Notes to self about ideas for Future Blogs

  1.  Grain Drying 101    Drying Conditions if the absolute humidity of the air inside the bin is greater than the absolute humidity of the outside air.  Explain what absolute humidity is:  amount of water in one cubic meter, explain how it is different from relative humidity,  and that absolute humidity is calculated from the saturation curve and pro rated with the relative humidity.  Diurnal cycle and the night drying and the yardlight rule.
  2. Motor/Generator Set to make a portable system.  Especially good for remote sites that have no power.  Make use of the wasted heat from the motor.
  3. Plenum design, show how we waste energy (pressure) in going across the screen.  Better to use the electricity with a heater in front of a small fan. The pipe or plenum should be open on the bottom for the least resistance in getting the air into the grain.
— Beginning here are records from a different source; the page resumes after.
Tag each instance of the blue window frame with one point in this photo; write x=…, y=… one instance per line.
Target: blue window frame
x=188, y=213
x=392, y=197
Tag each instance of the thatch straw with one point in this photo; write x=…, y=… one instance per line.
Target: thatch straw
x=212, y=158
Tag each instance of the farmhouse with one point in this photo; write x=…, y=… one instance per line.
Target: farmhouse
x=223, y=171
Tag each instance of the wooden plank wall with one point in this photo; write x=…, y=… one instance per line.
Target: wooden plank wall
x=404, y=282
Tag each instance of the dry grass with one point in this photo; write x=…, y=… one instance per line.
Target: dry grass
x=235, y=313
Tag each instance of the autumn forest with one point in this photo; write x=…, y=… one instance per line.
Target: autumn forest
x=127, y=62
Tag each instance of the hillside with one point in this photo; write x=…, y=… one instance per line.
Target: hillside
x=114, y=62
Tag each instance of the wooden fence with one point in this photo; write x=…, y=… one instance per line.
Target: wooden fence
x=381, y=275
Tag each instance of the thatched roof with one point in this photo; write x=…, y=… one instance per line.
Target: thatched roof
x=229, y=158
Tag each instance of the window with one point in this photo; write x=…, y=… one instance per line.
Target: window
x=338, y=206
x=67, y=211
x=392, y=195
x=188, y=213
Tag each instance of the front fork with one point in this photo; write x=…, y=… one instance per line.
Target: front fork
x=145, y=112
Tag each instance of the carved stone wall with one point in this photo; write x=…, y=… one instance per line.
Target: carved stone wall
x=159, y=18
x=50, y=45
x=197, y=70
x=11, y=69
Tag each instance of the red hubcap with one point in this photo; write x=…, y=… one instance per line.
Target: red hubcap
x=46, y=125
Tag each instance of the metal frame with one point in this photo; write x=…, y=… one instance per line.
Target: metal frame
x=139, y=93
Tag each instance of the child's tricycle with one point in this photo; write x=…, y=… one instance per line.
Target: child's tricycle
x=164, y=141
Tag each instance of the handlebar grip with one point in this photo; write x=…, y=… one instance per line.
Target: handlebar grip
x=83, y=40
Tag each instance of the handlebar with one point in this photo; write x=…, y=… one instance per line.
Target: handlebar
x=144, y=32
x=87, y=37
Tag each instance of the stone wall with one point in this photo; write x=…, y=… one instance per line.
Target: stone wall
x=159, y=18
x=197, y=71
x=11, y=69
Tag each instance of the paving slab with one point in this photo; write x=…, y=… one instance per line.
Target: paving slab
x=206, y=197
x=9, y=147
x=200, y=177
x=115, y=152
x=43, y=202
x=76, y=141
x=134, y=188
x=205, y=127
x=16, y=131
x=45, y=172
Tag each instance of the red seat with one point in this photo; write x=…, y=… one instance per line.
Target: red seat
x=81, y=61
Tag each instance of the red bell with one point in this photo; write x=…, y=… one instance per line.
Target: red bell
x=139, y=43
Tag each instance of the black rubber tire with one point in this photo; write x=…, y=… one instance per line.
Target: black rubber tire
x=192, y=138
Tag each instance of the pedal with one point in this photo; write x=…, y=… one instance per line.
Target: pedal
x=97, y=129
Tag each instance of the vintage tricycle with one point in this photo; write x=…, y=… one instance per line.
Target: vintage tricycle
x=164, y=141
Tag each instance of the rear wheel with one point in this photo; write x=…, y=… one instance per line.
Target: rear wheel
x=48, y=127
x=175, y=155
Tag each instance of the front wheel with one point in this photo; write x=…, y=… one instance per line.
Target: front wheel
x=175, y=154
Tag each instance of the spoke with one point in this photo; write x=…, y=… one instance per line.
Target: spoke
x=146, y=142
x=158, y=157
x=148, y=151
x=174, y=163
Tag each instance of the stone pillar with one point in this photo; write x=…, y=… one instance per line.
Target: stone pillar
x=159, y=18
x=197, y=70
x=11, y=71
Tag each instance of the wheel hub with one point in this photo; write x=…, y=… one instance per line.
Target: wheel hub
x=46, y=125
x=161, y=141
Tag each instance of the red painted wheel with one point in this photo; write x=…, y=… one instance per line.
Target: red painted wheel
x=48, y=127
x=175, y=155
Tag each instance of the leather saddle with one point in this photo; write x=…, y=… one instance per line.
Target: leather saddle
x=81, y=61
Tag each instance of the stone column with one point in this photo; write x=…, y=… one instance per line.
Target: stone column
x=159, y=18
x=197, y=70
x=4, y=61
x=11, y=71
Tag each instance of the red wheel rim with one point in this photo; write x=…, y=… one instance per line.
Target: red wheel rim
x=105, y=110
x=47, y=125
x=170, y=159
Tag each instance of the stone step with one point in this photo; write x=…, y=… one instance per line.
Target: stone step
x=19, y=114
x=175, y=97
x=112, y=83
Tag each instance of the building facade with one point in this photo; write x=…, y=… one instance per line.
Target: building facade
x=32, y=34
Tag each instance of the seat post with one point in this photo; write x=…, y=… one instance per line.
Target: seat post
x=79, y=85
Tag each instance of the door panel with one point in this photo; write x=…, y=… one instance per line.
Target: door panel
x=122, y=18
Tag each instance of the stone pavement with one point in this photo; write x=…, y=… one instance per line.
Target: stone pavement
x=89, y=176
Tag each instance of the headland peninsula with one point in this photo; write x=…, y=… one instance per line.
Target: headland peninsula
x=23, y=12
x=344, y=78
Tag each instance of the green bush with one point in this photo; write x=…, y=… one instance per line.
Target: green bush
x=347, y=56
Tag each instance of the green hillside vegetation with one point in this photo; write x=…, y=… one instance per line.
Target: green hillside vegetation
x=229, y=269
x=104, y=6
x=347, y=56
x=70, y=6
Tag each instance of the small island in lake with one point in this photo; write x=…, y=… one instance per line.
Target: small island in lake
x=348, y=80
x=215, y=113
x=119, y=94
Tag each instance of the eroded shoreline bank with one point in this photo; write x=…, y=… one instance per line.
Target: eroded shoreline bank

  4. Time Constant Tau.  The time constant is the amount of time required for the outside air absolute humidity to get to 60% of the distance of the difference. A CFM/bu of 0.35 would be about 3 time contants and get us to over 90% of the way there.  This blog would show that 0.35 CFM/bu is kind of the sweet spot for using as much of the grains energy as possible, while still drying in a relatively short time.
  5. The argument for small fans:  less capital cost, less power infrastructure required, more uniform drying, use more of the inherent grains heat to dry, more efficient  — the downside is that it is a bit slower — but what is the hurry? How slow can you go.  The ideal fan size. CFM/bu
  6. More on condensation, and how to use the grain drying calculator to detect conditions for condensation.
  7. More specifics on how to use the grain calculator.
  8. Something for everybody, from the simplest strategy (yard light rule)  to the most advanced (absolute humidity) and the pros and cons of each. Depending on what you have.
  9. Long term storage, use whatever fan strategy until the end of January, in which you will get the grain frozen and cold as possible, and from January til the end of July keep the bin as sealed as possible.
  10. Roof vents don’t do much, and can actually result in condensation on the top layer of grain in the spring when the grain is cold and it is swiped by warm moist air circulating through the vents.
  11. Vertical in grain tubes.
  12. top dries first, compression causes heat
  13. safe days
  14. comparison of control strategies, continuous, nite, temp differential, absolute humidity.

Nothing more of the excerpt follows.